LPA Taityana Benson informed Licensee, Demika Hawkins that this report dated 02/02/2024 document(s) (1 Type A citation) Type A citation(s) which shall be posted for 30 consecutive days as there is/are immediate risk(s) to the health, safety, or personal rights of children in care.

A notice of site visit was given and must remain posted on, or immediately adjacent to, the interior side of the main door for 30 days.
Failure to comply with posting requirements shall result in an immediate civil penalty of $100.

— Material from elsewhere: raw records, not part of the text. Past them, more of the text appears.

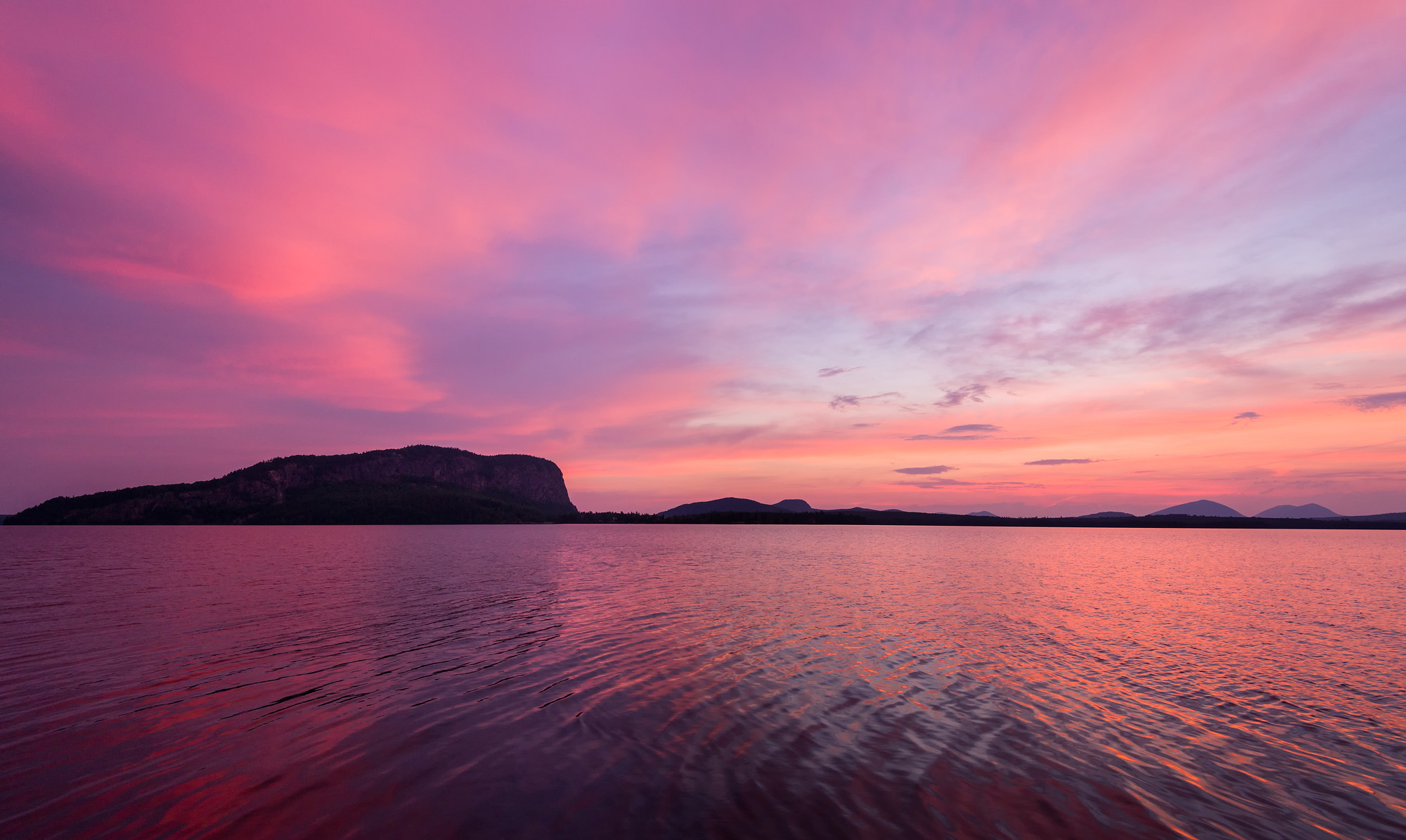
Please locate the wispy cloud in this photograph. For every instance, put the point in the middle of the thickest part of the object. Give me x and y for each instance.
(937, 484)
(975, 392)
(850, 401)
(972, 427)
(1377, 402)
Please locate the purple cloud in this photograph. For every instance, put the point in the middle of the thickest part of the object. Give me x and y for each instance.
(975, 392)
(1377, 402)
(850, 401)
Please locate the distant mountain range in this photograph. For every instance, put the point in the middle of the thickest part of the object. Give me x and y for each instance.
(414, 485)
(1297, 512)
(1201, 513)
(1199, 509)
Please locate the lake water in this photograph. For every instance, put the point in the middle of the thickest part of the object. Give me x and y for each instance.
(702, 682)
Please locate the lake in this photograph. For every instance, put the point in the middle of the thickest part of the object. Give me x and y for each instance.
(702, 682)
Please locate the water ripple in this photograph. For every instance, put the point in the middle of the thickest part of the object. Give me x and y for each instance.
(702, 682)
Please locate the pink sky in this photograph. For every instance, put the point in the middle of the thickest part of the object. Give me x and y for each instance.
(715, 249)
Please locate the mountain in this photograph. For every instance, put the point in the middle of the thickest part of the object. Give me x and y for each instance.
(794, 505)
(729, 505)
(414, 485)
(1200, 509)
(1296, 512)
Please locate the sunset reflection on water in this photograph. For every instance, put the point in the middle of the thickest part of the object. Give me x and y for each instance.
(702, 682)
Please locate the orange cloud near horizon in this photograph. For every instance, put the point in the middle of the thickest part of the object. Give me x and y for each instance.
(715, 252)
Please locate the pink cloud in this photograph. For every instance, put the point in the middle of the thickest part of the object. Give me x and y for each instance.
(580, 231)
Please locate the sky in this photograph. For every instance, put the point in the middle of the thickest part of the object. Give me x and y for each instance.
(1033, 257)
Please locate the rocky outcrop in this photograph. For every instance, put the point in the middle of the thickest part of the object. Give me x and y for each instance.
(414, 485)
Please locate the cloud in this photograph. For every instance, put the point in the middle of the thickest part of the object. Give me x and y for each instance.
(975, 392)
(972, 427)
(850, 401)
(936, 484)
(1377, 402)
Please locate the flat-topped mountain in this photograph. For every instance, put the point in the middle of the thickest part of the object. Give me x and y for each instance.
(735, 505)
(413, 485)
(1204, 508)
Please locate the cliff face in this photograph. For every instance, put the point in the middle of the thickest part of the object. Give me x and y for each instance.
(415, 485)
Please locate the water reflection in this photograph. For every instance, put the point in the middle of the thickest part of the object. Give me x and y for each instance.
(702, 682)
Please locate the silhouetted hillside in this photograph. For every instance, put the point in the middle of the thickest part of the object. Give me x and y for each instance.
(414, 485)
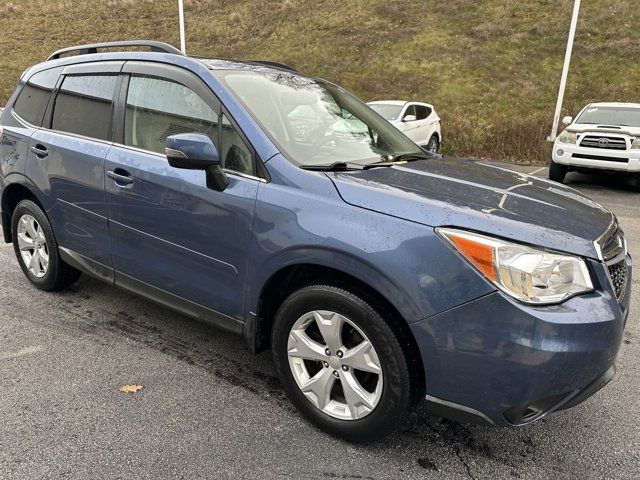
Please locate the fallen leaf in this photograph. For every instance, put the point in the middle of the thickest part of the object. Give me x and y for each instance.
(131, 388)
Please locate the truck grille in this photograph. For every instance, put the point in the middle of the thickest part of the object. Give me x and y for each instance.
(610, 143)
(600, 157)
(618, 274)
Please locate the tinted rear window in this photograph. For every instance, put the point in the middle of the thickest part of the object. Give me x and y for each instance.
(34, 97)
(84, 106)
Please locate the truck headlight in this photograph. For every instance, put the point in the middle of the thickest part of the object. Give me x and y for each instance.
(528, 274)
(568, 137)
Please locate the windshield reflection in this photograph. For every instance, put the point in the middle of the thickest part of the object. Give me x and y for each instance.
(314, 122)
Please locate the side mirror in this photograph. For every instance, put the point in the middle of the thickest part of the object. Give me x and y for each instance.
(195, 151)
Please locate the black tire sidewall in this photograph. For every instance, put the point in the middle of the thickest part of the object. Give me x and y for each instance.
(396, 393)
(49, 280)
(557, 172)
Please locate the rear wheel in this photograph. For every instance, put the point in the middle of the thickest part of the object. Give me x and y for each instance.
(37, 250)
(341, 364)
(433, 144)
(557, 172)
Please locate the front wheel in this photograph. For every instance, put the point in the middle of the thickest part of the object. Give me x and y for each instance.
(557, 172)
(37, 250)
(342, 365)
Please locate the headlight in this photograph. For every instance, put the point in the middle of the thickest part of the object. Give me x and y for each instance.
(527, 274)
(568, 137)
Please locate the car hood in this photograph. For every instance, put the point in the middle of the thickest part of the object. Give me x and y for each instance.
(624, 130)
(476, 196)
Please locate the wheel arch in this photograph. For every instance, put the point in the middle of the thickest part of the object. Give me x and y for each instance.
(292, 277)
(13, 194)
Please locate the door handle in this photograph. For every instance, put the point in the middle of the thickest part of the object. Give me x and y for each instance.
(40, 151)
(120, 177)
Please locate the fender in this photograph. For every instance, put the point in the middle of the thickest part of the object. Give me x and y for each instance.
(335, 260)
(8, 183)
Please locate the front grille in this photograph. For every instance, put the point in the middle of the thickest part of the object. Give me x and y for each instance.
(598, 157)
(618, 274)
(610, 143)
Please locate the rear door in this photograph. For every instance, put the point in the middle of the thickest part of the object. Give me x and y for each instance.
(23, 117)
(173, 238)
(66, 161)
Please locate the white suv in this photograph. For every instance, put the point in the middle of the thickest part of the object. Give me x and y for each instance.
(604, 136)
(418, 121)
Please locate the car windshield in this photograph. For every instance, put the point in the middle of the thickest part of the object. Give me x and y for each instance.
(314, 122)
(390, 112)
(619, 116)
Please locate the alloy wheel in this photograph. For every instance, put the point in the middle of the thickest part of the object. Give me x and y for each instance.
(432, 146)
(335, 365)
(33, 246)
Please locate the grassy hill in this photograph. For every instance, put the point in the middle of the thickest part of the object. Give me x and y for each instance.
(491, 67)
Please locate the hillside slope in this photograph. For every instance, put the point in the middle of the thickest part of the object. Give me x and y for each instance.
(491, 67)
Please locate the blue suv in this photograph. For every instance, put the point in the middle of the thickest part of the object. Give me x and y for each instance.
(281, 208)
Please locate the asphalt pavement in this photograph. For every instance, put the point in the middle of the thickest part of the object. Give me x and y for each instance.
(210, 409)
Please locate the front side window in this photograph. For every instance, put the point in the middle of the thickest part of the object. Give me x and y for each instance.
(34, 97)
(314, 122)
(84, 106)
(234, 154)
(158, 108)
(618, 116)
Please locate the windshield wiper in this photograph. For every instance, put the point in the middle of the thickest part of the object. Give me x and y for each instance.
(390, 161)
(333, 167)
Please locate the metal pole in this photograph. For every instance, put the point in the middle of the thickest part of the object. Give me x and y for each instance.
(565, 71)
(181, 18)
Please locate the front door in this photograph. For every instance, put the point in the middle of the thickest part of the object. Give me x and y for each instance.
(66, 162)
(170, 233)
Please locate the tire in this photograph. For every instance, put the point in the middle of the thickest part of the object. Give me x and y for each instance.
(29, 221)
(557, 172)
(391, 393)
(433, 144)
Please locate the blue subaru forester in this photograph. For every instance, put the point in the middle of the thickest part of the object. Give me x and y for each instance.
(281, 208)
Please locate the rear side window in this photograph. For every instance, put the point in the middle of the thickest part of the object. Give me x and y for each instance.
(84, 106)
(158, 108)
(422, 112)
(411, 110)
(34, 97)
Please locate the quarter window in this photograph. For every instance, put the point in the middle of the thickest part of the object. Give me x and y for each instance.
(410, 111)
(34, 97)
(84, 106)
(422, 112)
(158, 108)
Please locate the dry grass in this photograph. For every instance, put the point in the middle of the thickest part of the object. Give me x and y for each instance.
(491, 67)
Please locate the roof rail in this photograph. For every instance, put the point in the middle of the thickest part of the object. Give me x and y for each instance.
(269, 63)
(93, 48)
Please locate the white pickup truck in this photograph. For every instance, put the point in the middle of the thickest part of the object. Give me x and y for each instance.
(604, 136)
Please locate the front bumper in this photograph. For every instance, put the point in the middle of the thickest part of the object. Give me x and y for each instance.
(575, 156)
(497, 361)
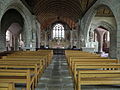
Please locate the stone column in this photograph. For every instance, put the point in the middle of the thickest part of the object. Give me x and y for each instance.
(2, 41)
(45, 38)
(71, 38)
(101, 33)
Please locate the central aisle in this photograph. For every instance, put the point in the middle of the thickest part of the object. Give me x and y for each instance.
(56, 76)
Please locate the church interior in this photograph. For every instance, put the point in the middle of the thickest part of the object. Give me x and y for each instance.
(59, 44)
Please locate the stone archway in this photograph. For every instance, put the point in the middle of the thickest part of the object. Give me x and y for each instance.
(13, 21)
(25, 13)
(91, 13)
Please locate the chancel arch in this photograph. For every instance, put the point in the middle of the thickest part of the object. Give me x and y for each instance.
(105, 18)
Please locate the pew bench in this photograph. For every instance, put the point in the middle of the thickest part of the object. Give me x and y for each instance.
(7, 86)
(98, 77)
(17, 77)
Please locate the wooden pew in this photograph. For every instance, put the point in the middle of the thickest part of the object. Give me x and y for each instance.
(91, 61)
(98, 77)
(17, 76)
(34, 68)
(7, 86)
(98, 68)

Also, LPA Taityana Benson informed the Licensee, Demika Hawkins to provide a copy of this licensing report dated 02/02/2024 that documents any Type A citation(s) to parents/guardians of all children currently enrolled by the next business day or the next day the children are in care, and to any newly enrolled parents/guardians for 12 months from the date of this report. A signed Acknowledgement of Receipt of Licensing Report (LIC 9224), or other written statement, must be placed in the child's file for verification.

The Licensee, Demika Hawkins confirmed that there are no Registered Sex Offenders living in the facility and/or using the facility address for their mailing address.

Exit interview conducted and report was reviewed with the Licensee, Demika Hawkins.
SUPERVISORS NAME: Kimberly Williams
LICENSING EVALUATOR NAME: Taityana Benson
LICENSING EVALUATOR SIGNATURE:

DATE: 02/02/2024
I acknowledge receipt of this form and understand my licensing appeal rights as explained and received.